Musical Theory in the Renaissance
Title | Musical Theory in the Renaissance PDF eBook |
Author | CristleCollins Judd |
Publisher | Routledge |
Pages | 631 |
Release | 2017-07-05 |
Genre | History |
ISBN | 1351556835 |
This volume of essays draws together recent work on historical music theory of the Renaissance. The collection spans the major themes addressed by Renaissance writers on music and highlights the differing approaches to this body of work by modern scholars, including: historical and theoretical perspectives; consideration of the broader cultural context for writing about music in the Renaissance; and the dissemination of such work. Selected from a variety of sources ranging from journals, monographs and specialist edited volumes, to critical editions, translations and facsimiles, these previously published articles reflect a broad chronological and geographical span, and consider Renaissance sources that range from the overtly pedagogical to the highly speculative. Taken together, this collection enables consideration of key essays side by side aided by the editor‘s introductory essay which highlights ongoing debates and offers a general framework for interpreting past and future directions in the study of historical music theory from the Renaissance.

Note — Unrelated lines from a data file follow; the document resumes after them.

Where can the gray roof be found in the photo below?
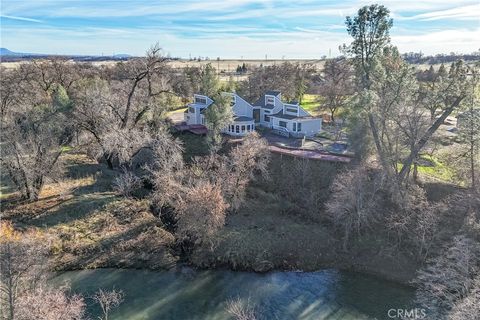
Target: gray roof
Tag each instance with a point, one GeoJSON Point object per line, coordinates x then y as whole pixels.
{"type": "Point", "coordinates": [290, 117]}
{"type": "Point", "coordinates": [261, 103]}
{"type": "Point", "coordinates": [242, 118]}
{"type": "Point", "coordinates": [272, 93]}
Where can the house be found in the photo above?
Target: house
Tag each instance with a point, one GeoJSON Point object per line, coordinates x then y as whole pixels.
{"type": "Point", "coordinates": [288, 119]}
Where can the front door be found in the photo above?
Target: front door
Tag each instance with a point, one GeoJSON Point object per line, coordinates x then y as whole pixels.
{"type": "Point", "coordinates": [256, 115]}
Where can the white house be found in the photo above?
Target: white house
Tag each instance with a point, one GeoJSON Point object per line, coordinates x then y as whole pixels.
{"type": "Point", "coordinates": [289, 119]}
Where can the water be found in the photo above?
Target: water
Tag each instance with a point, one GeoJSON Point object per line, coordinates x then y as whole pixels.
{"type": "Point", "coordinates": [189, 294]}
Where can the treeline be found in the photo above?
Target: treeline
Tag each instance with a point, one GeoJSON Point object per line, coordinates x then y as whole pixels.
{"type": "Point", "coordinates": [420, 58]}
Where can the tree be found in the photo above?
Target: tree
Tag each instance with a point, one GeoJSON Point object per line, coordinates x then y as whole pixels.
{"type": "Point", "coordinates": [337, 86]}
{"type": "Point", "coordinates": [35, 129]}
{"type": "Point", "coordinates": [217, 117]}
{"type": "Point", "coordinates": [50, 303]}
{"type": "Point", "coordinates": [201, 212]}
{"type": "Point", "coordinates": [370, 33]}
{"type": "Point", "coordinates": [469, 129]}
{"type": "Point", "coordinates": [352, 206]}
{"type": "Point", "coordinates": [244, 161]}
{"type": "Point", "coordinates": [108, 300]}
{"type": "Point", "coordinates": [209, 83]}
{"type": "Point", "coordinates": [448, 278]}
{"type": "Point", "coordinates": [22, 265]}
{"type": "Point", "coordinates": [241, 310]}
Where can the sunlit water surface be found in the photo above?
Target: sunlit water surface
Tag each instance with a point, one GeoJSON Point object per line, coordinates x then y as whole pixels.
{"type": "Point", "coordinates": [189, 294]}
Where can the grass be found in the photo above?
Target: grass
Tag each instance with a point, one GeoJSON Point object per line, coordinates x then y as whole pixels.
{"type": "Point", "coordinates": [310, 104]}
{"type": "Point", "coordinates": [434, 168]}
{"type": "Point", "coordinates": [90, 226]}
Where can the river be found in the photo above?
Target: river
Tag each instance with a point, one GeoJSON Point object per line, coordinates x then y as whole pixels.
{"type": "Point", "coordinates": [189, 294]}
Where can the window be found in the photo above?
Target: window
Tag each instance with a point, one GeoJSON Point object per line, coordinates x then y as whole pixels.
{"type": "Point", "coordinates": [200, 100]}
{"type": "Point", "coordinates": [270, 101]}
{"type": "Point", "coordinates": [291, 110]}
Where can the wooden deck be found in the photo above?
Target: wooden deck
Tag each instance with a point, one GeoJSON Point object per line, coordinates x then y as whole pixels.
{"type": "Point", "coordinates": [310, 154]}
{"type": "Point", "coordinates": [197, 129]}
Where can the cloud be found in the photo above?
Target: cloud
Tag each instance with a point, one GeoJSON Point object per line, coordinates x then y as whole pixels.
{"type": "Point", "coordinates": [20, 18]}
{"type": "Point", "coordinates": [470, 12]}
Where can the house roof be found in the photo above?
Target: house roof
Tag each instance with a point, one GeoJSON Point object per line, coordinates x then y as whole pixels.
{"type": "Point", "coordinates": [272, 93]}
{"type": "Point", "coordinates": [291, 117]}
{"type": "Point", "coordinates": [261, 103]}
{"type": "Point", "coordinates": [242, 119]}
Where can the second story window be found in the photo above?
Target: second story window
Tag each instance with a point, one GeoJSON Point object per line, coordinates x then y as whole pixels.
{"type": "Point", "coordinates": [270, 101]}
{"type": "Point", "coordinates": [200, 100]}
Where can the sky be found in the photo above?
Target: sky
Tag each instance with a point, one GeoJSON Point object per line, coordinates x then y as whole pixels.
{"type": "Point", "coordinates": [292, 29]}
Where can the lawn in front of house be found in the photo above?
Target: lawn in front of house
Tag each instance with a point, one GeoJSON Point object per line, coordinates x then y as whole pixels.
{"type": "Point", "coordinates": [310, 103]}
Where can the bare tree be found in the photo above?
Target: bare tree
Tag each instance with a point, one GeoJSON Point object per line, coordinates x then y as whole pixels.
{"type": "Point", "coordinates": [241, 310]}
{"type": "Point", "coordinates": [108, 300]}
{"type": "Point", "coordinates": [448, 278]}
{"type": "Point", "coordinates": [354, 199]}
{"type": "Point", "coordinates": [34, 130]}
{"type": "Point", "coordinates": [50, 303]}
{"type": "Point", "coordinates": [126, 182]}
{"type": "Point", "coordinates": [23, 267]}
{"type": "Point", "coordinates": [201, 212]}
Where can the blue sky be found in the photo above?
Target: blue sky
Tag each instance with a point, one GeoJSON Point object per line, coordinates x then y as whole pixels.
{"type": "Point", "coordinates": [228, 28]}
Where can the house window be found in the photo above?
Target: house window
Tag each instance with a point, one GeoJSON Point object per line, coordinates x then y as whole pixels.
{"type": "Point", "coordinates": [200, 100]}
{"type": "Point", "coordinates": [291, 110]}
{"type": "Point", "coordinates": [269, 101]}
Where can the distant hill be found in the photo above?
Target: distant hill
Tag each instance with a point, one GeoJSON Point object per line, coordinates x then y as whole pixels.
{"type": "Point", "coordinates": [6, 52]}
{"type": "Point", "coordinates": [8, 55]}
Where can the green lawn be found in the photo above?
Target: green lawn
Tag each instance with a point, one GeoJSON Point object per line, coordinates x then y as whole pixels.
{"type": "Point", "coordinates": [310, 104]}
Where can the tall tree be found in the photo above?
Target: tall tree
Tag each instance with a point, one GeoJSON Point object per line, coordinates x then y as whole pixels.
{"type": "Point", "coordinates": [217, 117]}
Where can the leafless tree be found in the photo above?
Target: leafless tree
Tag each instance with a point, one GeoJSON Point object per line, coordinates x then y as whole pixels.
{"type": "Point", "coordinates": [201, 212]}
{"type": "Point", "coordinates": [34, 130]}
{"type": "Point", "coordinates": [241, 310]}
{"type": "Point", "coordinates": [354, 200]}
{"type": "Point", "coordinates": [50, 303]}
{"type": "Point", "coordinates": [108, 300]}
{"type": "Point", "coordinates": [448, 278]}
{"type": "Point", "coordinates": [126, 182]}
{"type": "Point", "coordinates": [23, 266]}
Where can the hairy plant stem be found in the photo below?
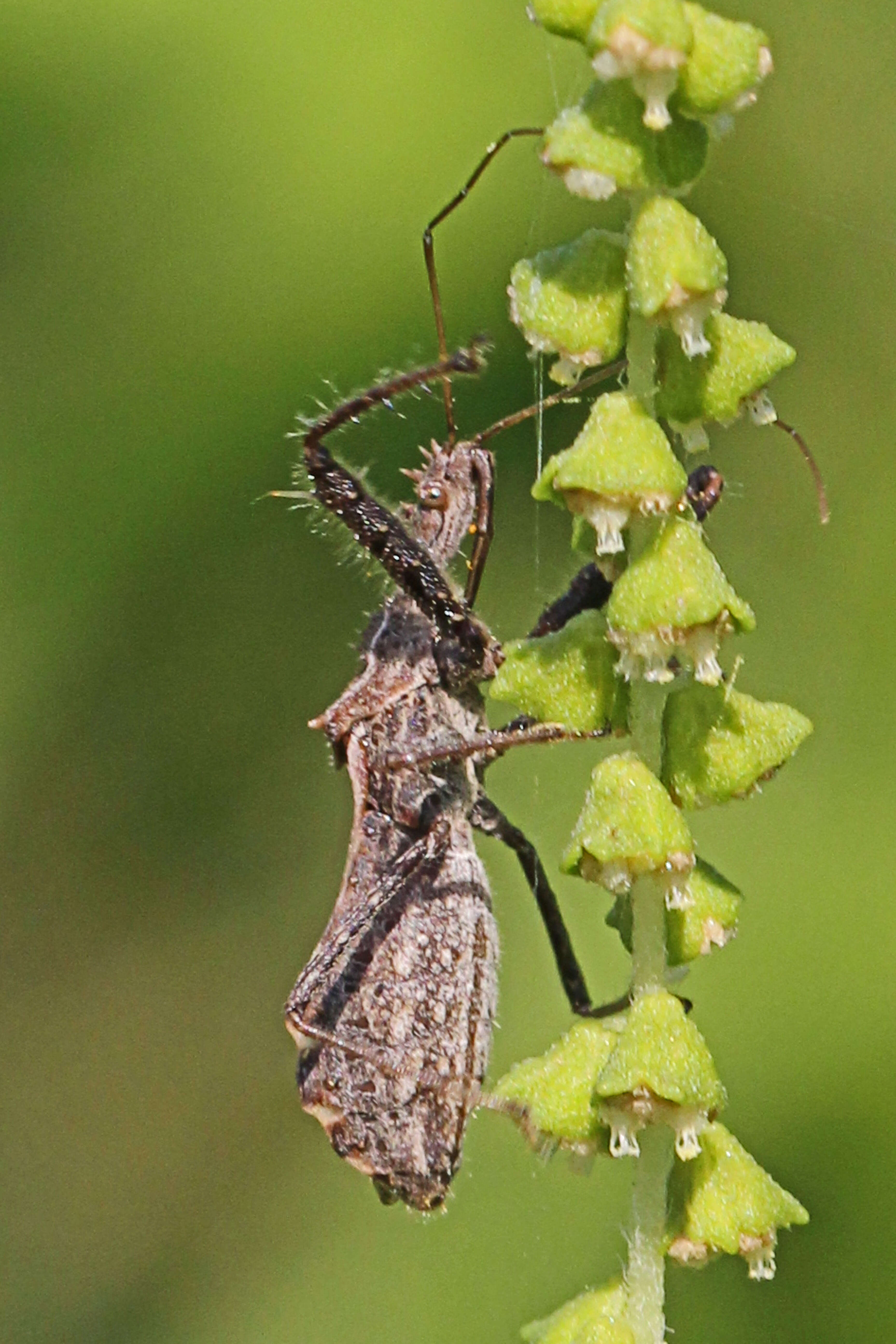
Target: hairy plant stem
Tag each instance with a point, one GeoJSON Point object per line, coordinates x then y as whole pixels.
{"type": "Point", "coordinates": [645, 1273]}
{"type": "Point", "coordinates": [640, 353]}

Music Education in the Middle Ages and the Renaissance
Title | Music Education in the Middle Ages and the Renaissance PDF eBook |
Author | Susan Forscher Weiss |
Publisher | Indiana University Press |
Pages | 424 |
Release | 2010-07-16 |
Genre | Music |
ISBN | 0253004551 |
What were the methods and educational philosophies of music teachers in the Middle Ages and the Renaissance? What did students study? What were the motivations of teacher and student? Contributors to this volume address these topics and other -- including gender, social status, and the role of the Church -- to better understand the identities of music teachers and students from 650 to 1650 in Western Europe. This volume provides an expansive view of the beginnings of music pedagogy, and shows how the act of learning was embedded in the broader context of the early Western art music tradition.
Secular Renaissance Music
Title | Secular Renaissance Music PDF eBook |
Author | Sean Gallagher |
Publisher | Routledge |
Pages | 689 |
Release | 2017-07-05 |
Genre | History |
ISBN | 1351549375 |
Secular music of the fifteenth and sixteenth centuries encompasses an extraordinarily wide range of works and practices: courtly love songs, music for civic festivities, instrumental music, entertainments provided by minstrels, the unwritten traditions of solo singing, and much else. This collection of essays addresses many of these practices, with a focus on polyphonic settings of vernacular texts, examining their historical and stylistic contexts, their transmission in written and printed sources, questions of performance, and composers approaches to text setting. Essays have been selected to reflect the wide range of topics that have occupied scholars in recent decades, and taken together, they point to the more general significance of secular music within a broad complex of cultural practices and institutions.
European Music, 1520-1640
Title | European Music, 1520-1640 PDF eBook |
Author | James Haar |
Publisher | Boydell & Brewer Ltd |
Pages | 600 |
Release | 2014 |
Genre | Literary Criticism |
ISBN | 184383894X |
Chronological surveys of national musical cultures (in Italy, France, the Netherlands, Germany, England, and Spain), genre studies (Mass, motet, madrigal, chanson, instrumental music, opera), as well as essays on intellectual and cultural developments and concepts relevant to music (music theory, printing, the Protestant Reformation and the corresponding Catholic movement, humanism, the concepts of "Renaissance" and "Baroque").